A variation matrix of the learners speech production was generated from manual transcriptions of their speech corpus, and noticeable variations produced by the learners were determined based on the variation matrix. The variation matrix of the native speech was generated from the TIMIT corpus that exhibited various dialectal variations. The most noticeable variations in the learners speech were determined by introducing a method of comparing the variation matrices of both learners and native speakers. The most noticeable variations of the learners included five vocalic (insertion of /ɯ/, substitution of /oʊ/ for /ɔ/, substitution of /oʊ/ for /ɑ/, substitution of /ɑ/ for /ʌ/, and substitution of /æ/ for /ʌ/) and four consonantal (substitution of /s/ for /z/, substitution of /d/ for /ð/, substitution of /b/ for /v/, and substitution of /p/ for /f/) variations. The results demonstrated that the learners exhibited segment variations that differed from those of native speakers. The learners were greatly affected by orthography for vowels, while effects of the native language were observed in the consonantal variations of the learners.
To investigate the linguistic and extra-linguistic factors constraining the segment variations of the learners, the effects of the factors on the most noticeable variations in only the learners speech were analyzed using generalized linear mixed models.

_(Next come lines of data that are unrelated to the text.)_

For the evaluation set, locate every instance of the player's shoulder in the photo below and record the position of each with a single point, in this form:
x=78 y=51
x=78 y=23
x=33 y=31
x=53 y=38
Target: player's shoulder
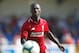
x=43 y=20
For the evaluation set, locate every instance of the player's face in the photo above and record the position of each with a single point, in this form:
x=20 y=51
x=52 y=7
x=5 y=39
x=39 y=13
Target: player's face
x=36 y=10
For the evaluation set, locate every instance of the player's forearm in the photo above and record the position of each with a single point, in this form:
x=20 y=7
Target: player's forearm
x=53 y=38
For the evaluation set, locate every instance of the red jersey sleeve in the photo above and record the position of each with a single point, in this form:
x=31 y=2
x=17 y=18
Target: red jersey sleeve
x=46 y=29
x=24 y=31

The results indicated that the most noticeable variations produced by the learners were affected by the linguistic and extra-linguistic factors. The segmental contexts greatly affected the most noticeable variations of the learners, and the effect of orthography was found in their most noticeable vocalic variations. For the extra-linguistic factors, both learner gender and speech rate affected the most noticeable variations of the learners.
This dissertation describes the first quantitative study of English segment variations produced by Korean learners using a large-scale speech corpus. In addition, the study contributes to investigating the general effects of the linguistic and extra-linguistic factors on the variations of learners. The results of this study can be used in both context-independent and context-dependent modeling of segment variations to improve the performance of non-native speech recognition systems.